Mentor: Jakub Mitura [email: jakub.mitura14@gmail.com]

Project Difficulty and Timeline

Difficulty: Hard Duration: 12 weeks

Required Skills and Background

Potential Outcomes

This set of changes, although time-consuming to implement, should not pose a significant issue to anyone with experience with the Julia programming language. Each feature will be implemented using existing Julia libraries and frameworks where possible. However, implementing these changes will be a huge step in making the Julia language a good alternative to Python for developing end-to-end medical imaging segmentation algorithms.

Success Criteria and Time Needed

  1. Logging: Implement logging to track the progress and debug issues - 2 weeks.

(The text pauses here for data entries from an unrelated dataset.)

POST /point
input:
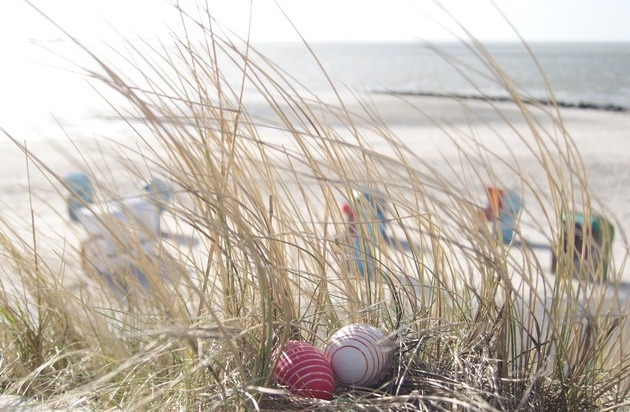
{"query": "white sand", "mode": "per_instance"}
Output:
(602, 138)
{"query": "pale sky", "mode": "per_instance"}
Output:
(332, 20)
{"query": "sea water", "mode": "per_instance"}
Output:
(45, 92)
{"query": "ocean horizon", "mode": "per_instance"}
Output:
(45, 88)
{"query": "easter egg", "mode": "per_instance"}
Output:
(304, 370)
(359, 354)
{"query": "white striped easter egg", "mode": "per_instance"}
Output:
(304, 370)
(359, 354)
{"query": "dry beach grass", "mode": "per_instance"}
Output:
(248, 257)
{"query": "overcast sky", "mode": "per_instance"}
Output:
(333, 20)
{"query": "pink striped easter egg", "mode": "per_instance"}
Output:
(359, 354)
(304, 371)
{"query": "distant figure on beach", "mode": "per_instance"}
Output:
(504, 207)
(366, 225)
(122, 233)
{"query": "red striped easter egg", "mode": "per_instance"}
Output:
(304, 371)
(359, 354)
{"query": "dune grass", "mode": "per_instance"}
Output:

  2. Performance Improvements: Optimize the performance of augmentations to ensure efficient processing - 2 weeks.

  3. Memory Usage Inspection: Enable per-layer memory usage inspection of Lux models to monitor and optimize memory consumption - 2 weeks.

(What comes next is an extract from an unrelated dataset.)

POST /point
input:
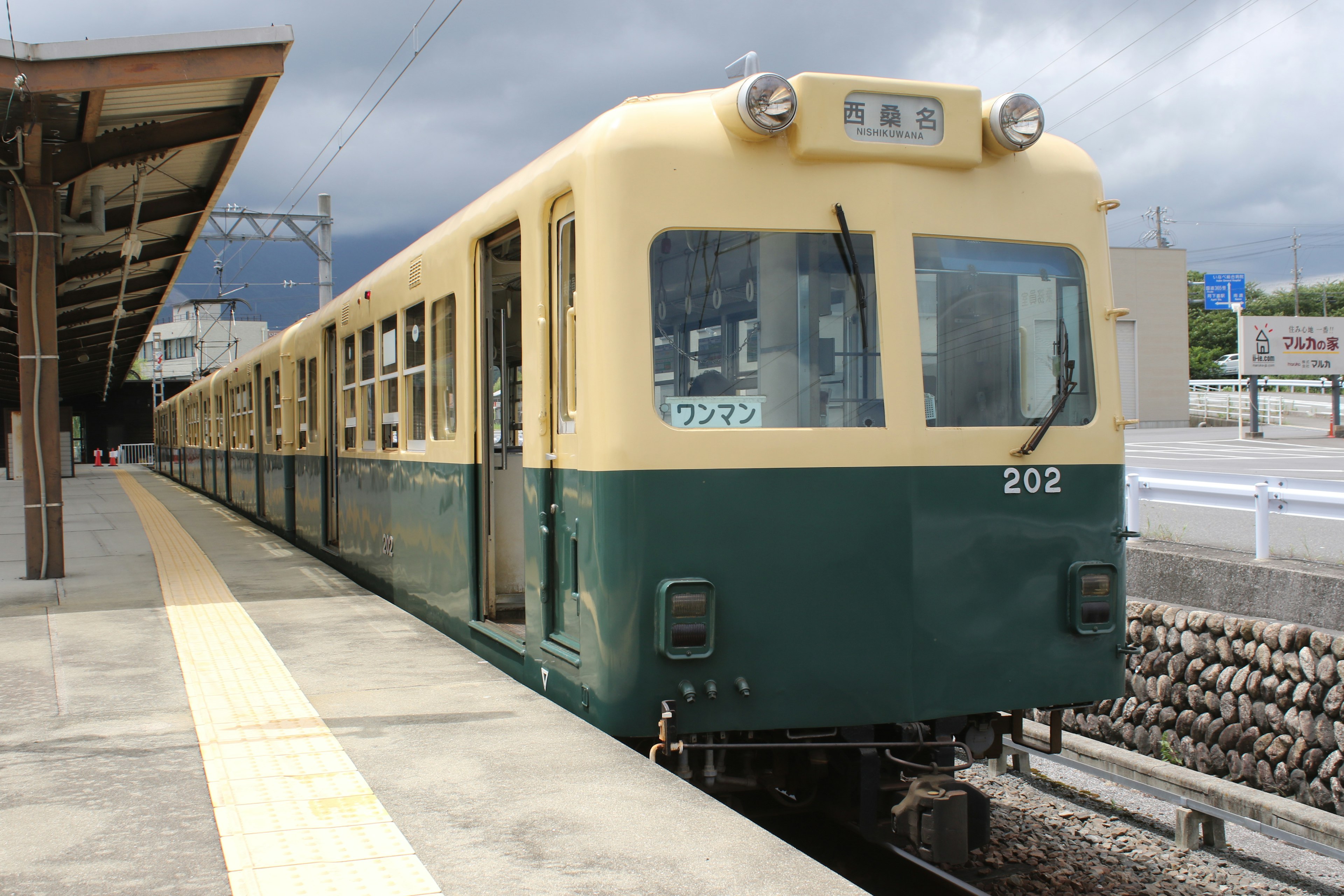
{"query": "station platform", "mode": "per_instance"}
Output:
(200, 707)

  4. Gradient Checkpointing: Enable gradient checkpointing of chosen layers to save memory during training - 4 weeks.

  5. Tabular Data Support: Support loading tabular data (e.g., clinical data) together with the image into the supplied model - 1 week.

  6. Documentation: Improve documentation to provide clear instructions and examples for users - 1 week.

Total estimated time: 12 weeks.

Why Implementation of These Features is Important

Implementing these features is crucial for advancing medical imaging technology. Enhanced logging with TensorBoard integration will allow for better insight into model training. Performance improvements ensure reliable and efficient processing of large datasets. Improved documentation and memory management make the tools more accessible and usable for medical professionals, facilitating better integration into clinical workflows. Supporting tabular data alongside imaging allows for comprehensive analysis, combining clinical and imaging data to improve diagnostic accuracy and patient outcomes.

For each point, the mentor will also supply the person responsible for implementation with examples of required functionalities in Python or will point to the Julia libraries already implementing it (that just need to be integrated).